“But they’re supposed to talk perfectly good English——” began Cunningham, when he stopped short.
The train had halted leisurely at a tiny station and the conductor was gossiping with an ancient worthy on the station platform. A single passenger had boarded the coach and entered the door. He looked unmistakably unlike the other natives in the car, though he was dressed precisely in the fashion of the average New Englander. But as he came into full view at the end of the aisle he caught sight of the foreign passenger Cunningham had puzzled over.
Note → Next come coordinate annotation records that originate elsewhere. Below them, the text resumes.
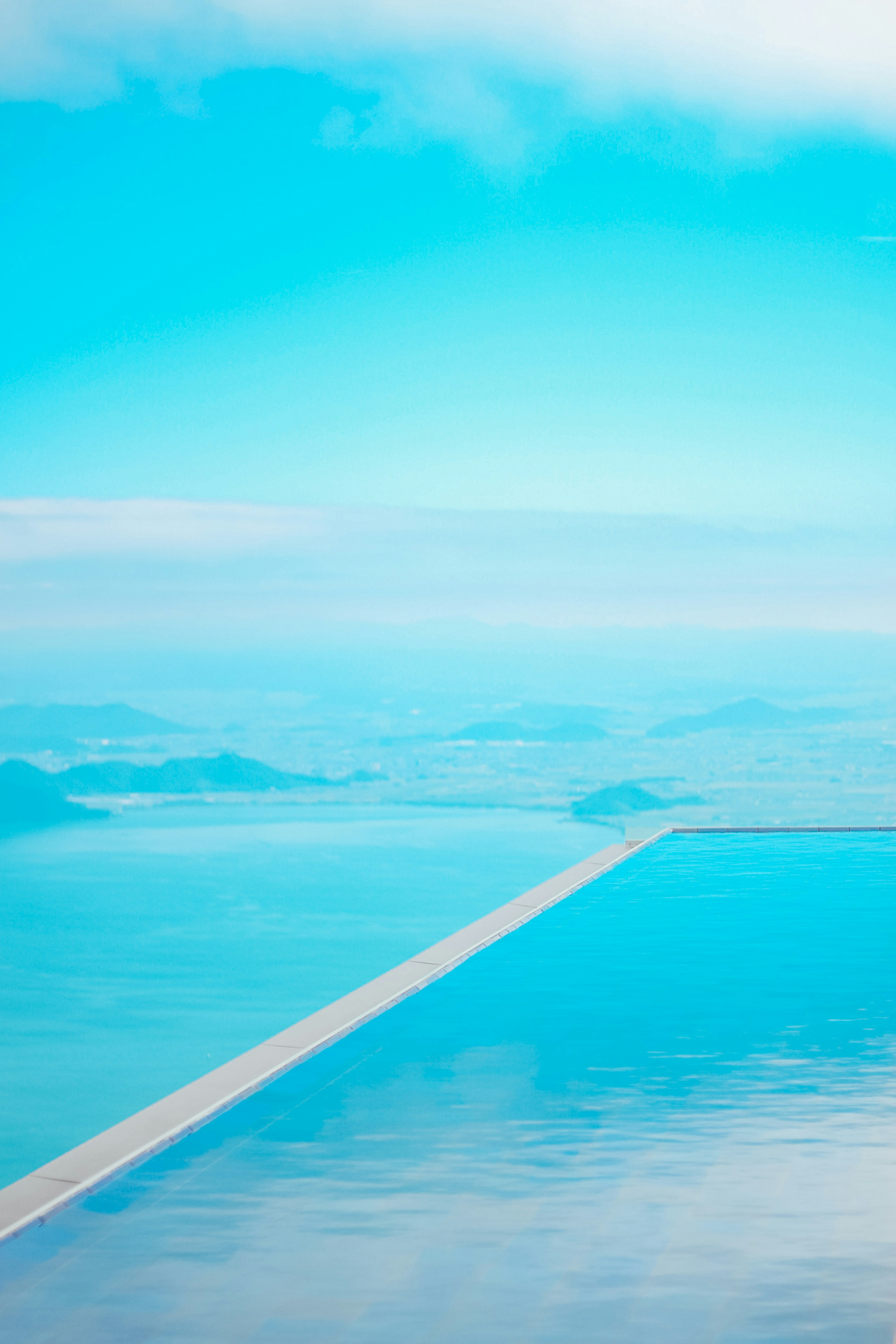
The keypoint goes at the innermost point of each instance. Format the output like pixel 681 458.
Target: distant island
pixel 225 773
pixel 499 730
pixel 746 714
pixel 625 799
pixel 62 728
pixel 33 799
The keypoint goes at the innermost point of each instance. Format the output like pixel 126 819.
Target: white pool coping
pixel 58 1183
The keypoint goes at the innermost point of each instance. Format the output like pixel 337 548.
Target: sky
pixel 630 263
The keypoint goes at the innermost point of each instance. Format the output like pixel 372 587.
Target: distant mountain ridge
pixel 32 799
pixel 225 773
pixel 752 713
pixel 626 797
pixel 499 730
pixel 60 728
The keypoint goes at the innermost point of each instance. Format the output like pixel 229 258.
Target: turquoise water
pixel 663 1111
pixel 140 952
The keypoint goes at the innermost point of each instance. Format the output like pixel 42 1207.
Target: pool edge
pixel 35 1198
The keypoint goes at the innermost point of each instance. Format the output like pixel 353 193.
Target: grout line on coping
pixel 154 1130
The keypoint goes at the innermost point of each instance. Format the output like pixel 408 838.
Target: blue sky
pixel 404 257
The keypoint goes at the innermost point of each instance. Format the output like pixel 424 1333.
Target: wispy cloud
pixel 757 58
pixel 248 572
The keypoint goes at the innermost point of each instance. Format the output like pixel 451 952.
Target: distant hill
pixel 32 799
pixel 58 728
pixel 746 714
pixel 499 730
pixel 190 775
pixel 624 799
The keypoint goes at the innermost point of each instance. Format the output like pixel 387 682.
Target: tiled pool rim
pixel 58 1183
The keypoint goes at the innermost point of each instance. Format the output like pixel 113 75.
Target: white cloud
pixel 244 572
pixel 792 60
pixel 52 530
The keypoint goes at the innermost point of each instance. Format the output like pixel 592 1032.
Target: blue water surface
pixel 139 952
pixel 663 1111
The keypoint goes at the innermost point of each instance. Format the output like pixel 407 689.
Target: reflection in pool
pixel 663 1111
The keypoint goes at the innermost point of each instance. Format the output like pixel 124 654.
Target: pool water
pixel 665 1109
pixel 143 951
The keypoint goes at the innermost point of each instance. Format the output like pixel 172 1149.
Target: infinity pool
pixel 143 951
pixel 665 1111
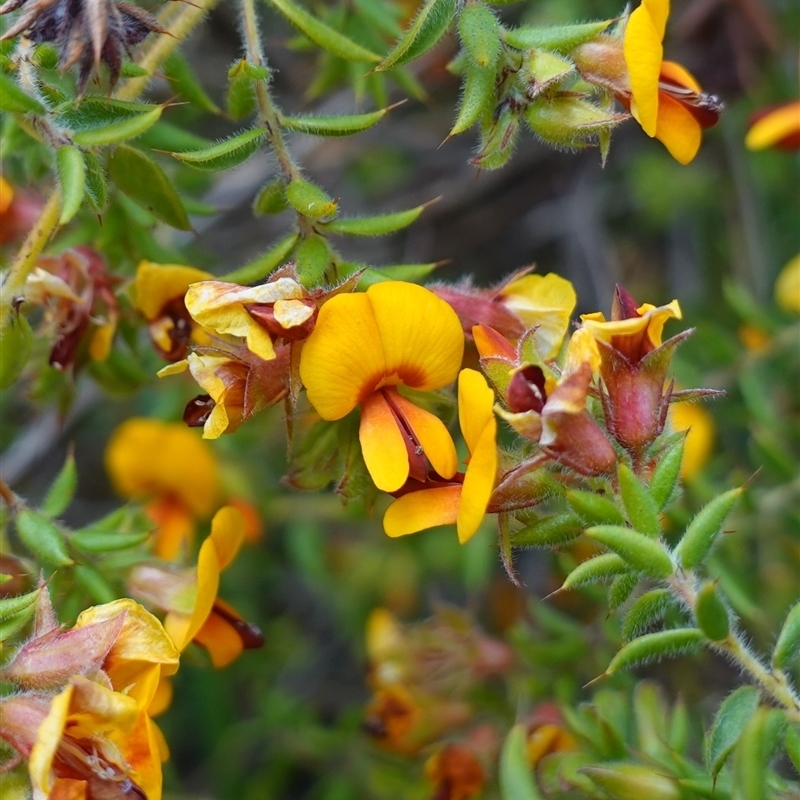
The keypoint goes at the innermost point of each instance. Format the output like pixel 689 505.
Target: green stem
pixel 775 685
pixel 14 280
The newcomer turned a sickly gray in color. He gave a gasp, and then a yell of fear. He turned and bolted from the train, while the foreign passenger started from his seat and with the expression of a devil raced after him. The newcomer darted into a clump of trees and brushwood and vanished. The well-dressed passenger stood quivering on the platform of the day-coach. The conductor gaped at him. The other passengers stared.
Then the well-dressed man came quietly back inside and to his seat. Veins were standing out on his forehead from fury and his hands were shaking with rage. He sat down and stared woodenly out of the window, holding himself still by a terrific effort of will.
Gray glanced sidewise at Cunningham.
“It looks,” he observed in a low tone, “as if our trail will have some interesting developments. That man who just ran away was one of the Strange People. He looks like the pictures of them. It ought to be lively up in the hills when our friend yonder arrives. Eh?”
“I—I’ll say so,” said Cunningham joyously.
He talked jerkily with Gray as the train finished its journey. Without really realizing it, he told Gray nearly everything connected with his journey and his quest. Cunningham was busily weaving wild theories to account for the scene when the first of the Strange People appeared before the third passenger. Otherwise he might have recognized the fact that Gray was very cleverly pumping him of everything he knew. But that did not occur to him until later.
Gray looked more at ease when the train reached Bendale and he and Cunningham sought a hotel together. They saw the third man sending a telegram and, again, arranging for a horse and buggy at a livery stable. He ignored them, but his lips were pressed together in thin, cruel lines.
Cunningham was very well satisfied as he arranged for his room and for a team to take him to Coulters the next day. Ostensibly he was going to try for some fishing, though nothing larger than minnows would be found in that section. But Cunningham considered that the route to romance and adventure was beginning to offer promise.